Monday, April 23, 2012

Train Reading - introducing Toynbee's Civilization on Trial

My train reading this week is Arnold Toynbee's Civilization on Trial ( Oxford University Press, 1948). It was my father's book - there is a receipt inside dated 17 November 1948 from W Heffer & Sons Ltd of Cambridge for 13 shillings including postage.Prof gets his doctorate of economics, April 1970

Just in case you haven't worked it out  by now, the Belshaw's are a somewhat academic family. Just to give you some visual wall paper, this is a photo of Prof, we all called dad Prof, receiving a Doctor of Economics from the University of New England in April 1970. While I am clearly in the family tradition, I fear that I am something of an academic runt. Still, I do carry elements of the tradition on!   

As with most of my train reading I just grabbed it off the shelves, although my choice was influenced by the discussion on civilisation and related concepts that continued in Saturday Morning Musings - words, the nature of progress & the Enlightenment.

One of the issues there was Civilisation big C as compared to civilisations as in complex sophisticated societies like the Roman or Chinese empires. Toynbee was concerned with the second.  Indeed, he was arguably obsessed with the decline of civilisations, with the extent that this revealed historical laws.

Toynbee was very much a man of his time, part of the Empire and Commonwealth intellectual elite. Here I was fascinated to discover that he was initially married Rosalind Murray (1890–1967), daughter of Gilbert Murray. The Murrays were one of those Anglo-Australian Imperial families. I wrote of Toynbee's nephew by marriage, I think that I have the relationship right, in Patrick Desmond Fitzgerald Murray 1900-1967. At the time, I had no idea of the connection between my moral tutor, there's a phrase for you, and a historian that I had to study but was doing my best to ignore!

I found Toynbee's views old fashioned and even a-historical. I had no real conception of the depth of the man, nor just how modern his views actually were.
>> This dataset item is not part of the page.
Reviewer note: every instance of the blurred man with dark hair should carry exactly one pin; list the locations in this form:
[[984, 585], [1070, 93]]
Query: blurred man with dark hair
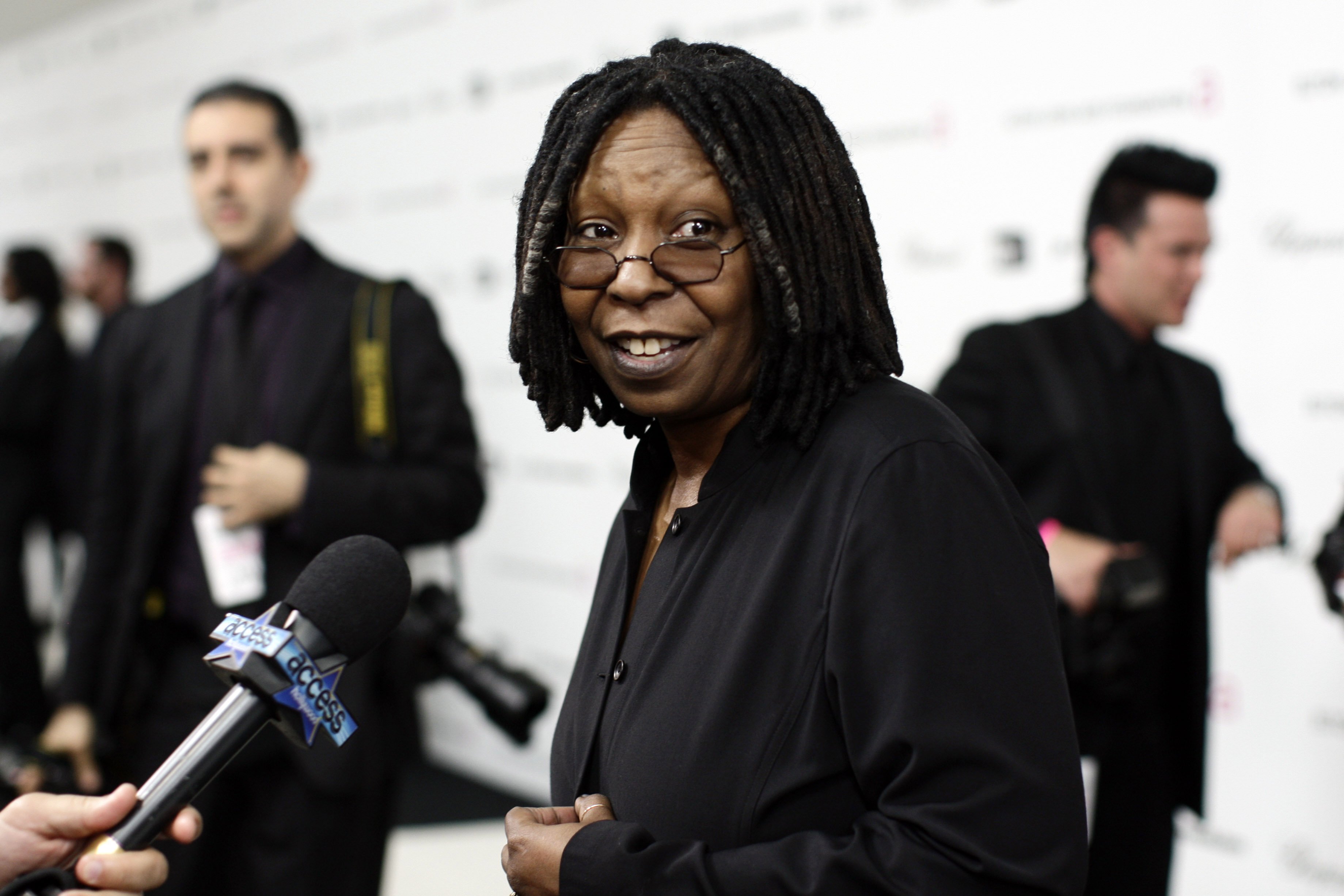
[[33, 373], [1125, 455], [269, 407], [100, 299], [104, 277]]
We live in a secular age. Toynbee's overt religiosity would be an impediment to many of us. Further, the exact language that he uses seems not just ponderous at some times, but more the terms sometimes create reactions because of current ways of thinking that Toynbee would have thought very odd indeed. You see, Toynbee was a man of his time and used the language of his time. He simply wouldn't have understood the reactions to his language because much of his actual messages have nothing to do with our reactions to his English. He would, I think, have looked puzzled and tried to understand just what was meant. Then he might well have concluded that that his interrogators were just proving his point!

The unjustified arrogance of many of those in the West was part of his message. He actually uses the phrase "the end of history" to describe the comfortable complacency of the middle classes in Western countries; they believe that technology will insulate them, that the inexorable forces that lead to the decline of civilisations have been broken. Not so, says Toynbee. The West is in for a rude shock.

It is Toynbee's prescriptions that have the especially old flavour. His analysis of causes and patterns does not. Stripped of language that impedes the message, that message is very current. In my next post, I will look at a few of his conclusions.             

4 comments:

Evan said...

Looking forward to the next post, I think Toynbee was great.

Jim Belshaw said...

Hew was a far more interesting man than I realised, Evan.

Winton Bates said...

I understand Toynbee made some bold predictions about the future of.Western Civilization. It would be interesting to know what they were and good the predictions look today.

Jim Belshaw said...

Hi Winton. I will properly pick this up later in the week.